I’ve written before about many websites that sell puppies over the Internet with cute photos and resolute assurances about healthy, happy dogs. But all too often, these claims hide the back story: the dogs are sourced from cruel puppy mills where breeding dogs live out their entire lives without basic care or attention. That’s why we’re urging the Obama administration to finalize a rule to regulate these online puppy sellers.
Photo: Allen E. Sullivan
Matted dogs await rescue in South Carolina.
Today in South Carolina, The HSUS’s Animal Rescue Team came to the aid of more than 200 dogs and puppies, along with dozens of birds and nine horses, living in awful conditions at a facility that sold puppies online using the name Calabel’s Designer Dogs.
The dogs range from tiny breeds such as Chihuahuas and Yorkies to larger golden retrievers and Doberman pinschers. The mill “has almost every breed under the sun,” says HSUS responder Ashley Mauceri. Nearly all the dogs, including pregnant females and mothers with nursing puppies, were living outdoors in overgrown pens and rabbit hutches encrusted with feces. Many had only filthy water to drink, little or no food, and inadequate living spaces.
Some dogs had open wounds covered in flies, and one poodle was especially emaciated and matted from head to toe—but Ashley says that like many of the animals, he seemed happy to get out of his pen and be carried to safety.

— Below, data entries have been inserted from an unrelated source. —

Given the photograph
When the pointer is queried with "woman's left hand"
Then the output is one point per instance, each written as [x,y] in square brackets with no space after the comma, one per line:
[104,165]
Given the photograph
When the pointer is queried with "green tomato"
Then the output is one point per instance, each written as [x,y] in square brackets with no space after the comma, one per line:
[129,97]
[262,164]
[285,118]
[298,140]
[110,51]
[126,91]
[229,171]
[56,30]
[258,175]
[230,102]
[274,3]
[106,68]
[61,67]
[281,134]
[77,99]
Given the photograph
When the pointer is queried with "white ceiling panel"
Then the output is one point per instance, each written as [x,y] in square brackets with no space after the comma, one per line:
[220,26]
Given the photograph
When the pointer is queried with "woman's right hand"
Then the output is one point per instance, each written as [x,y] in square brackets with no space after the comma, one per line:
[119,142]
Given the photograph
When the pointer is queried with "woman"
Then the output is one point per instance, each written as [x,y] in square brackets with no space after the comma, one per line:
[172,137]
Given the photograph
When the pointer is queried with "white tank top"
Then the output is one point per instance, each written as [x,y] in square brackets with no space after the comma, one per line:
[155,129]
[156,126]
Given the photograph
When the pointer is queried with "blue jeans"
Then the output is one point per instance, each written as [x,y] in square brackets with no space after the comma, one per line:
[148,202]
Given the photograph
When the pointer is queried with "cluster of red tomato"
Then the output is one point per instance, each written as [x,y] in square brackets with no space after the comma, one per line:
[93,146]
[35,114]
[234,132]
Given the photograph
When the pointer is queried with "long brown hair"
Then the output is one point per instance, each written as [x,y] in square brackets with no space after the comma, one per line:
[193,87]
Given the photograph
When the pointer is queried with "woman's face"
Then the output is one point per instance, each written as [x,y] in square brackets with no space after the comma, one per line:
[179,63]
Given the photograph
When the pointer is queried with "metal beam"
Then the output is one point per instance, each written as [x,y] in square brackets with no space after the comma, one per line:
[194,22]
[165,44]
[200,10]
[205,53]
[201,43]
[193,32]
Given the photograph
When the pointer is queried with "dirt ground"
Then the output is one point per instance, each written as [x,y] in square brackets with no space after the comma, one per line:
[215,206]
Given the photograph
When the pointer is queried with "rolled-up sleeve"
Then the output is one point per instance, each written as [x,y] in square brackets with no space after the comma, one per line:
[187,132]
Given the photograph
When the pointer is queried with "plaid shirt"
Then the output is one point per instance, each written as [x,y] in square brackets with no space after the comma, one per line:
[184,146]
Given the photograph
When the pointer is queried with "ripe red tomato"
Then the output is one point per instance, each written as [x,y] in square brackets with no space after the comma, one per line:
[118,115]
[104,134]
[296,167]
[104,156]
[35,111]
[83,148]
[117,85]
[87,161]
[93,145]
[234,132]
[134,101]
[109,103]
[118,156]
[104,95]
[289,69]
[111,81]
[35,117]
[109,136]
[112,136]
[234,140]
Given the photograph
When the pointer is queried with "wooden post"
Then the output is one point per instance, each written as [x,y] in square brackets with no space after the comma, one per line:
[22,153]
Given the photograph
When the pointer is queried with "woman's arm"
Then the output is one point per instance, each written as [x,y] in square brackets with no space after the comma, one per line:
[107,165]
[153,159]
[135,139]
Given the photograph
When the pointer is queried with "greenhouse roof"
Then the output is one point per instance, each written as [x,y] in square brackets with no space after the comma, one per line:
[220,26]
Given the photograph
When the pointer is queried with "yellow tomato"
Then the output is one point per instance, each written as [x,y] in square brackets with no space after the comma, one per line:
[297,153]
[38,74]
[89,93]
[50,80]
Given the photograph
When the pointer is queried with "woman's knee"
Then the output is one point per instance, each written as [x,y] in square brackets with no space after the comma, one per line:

This rescue was set into motion when residents concerned about the animals’ welfare contacted The HSUS. Our anti-cruelty team coordinated with law enforcement, and today the Edgefield County Sheriff’s Office served a warrant to seize the animals. Weak laws against puppy mills make it possible for cruel conditions like these to go on for far too long .
Local agencies in Edgefield County simply don’t have the resources to care for hundreds of additional animals, so our Animal Rescue Team deployed to help. Our Shelter Services program also recently visited shelters in South Carolina to help support their work with additional resources and training. We’re grateful to the sheriff’s office for taking action, as well as to the Humane Society of Charlotte for assisting in the rescue and sending veterinarians to the scene. The HSUS is funding care for the horses, and we’ve set up an emergency shelter where we’ll care for the dogs and birds. There, they’ll receive clean food and water, veterinary checkups, and affection from our staff and volunteers to help put them on the path to better lives.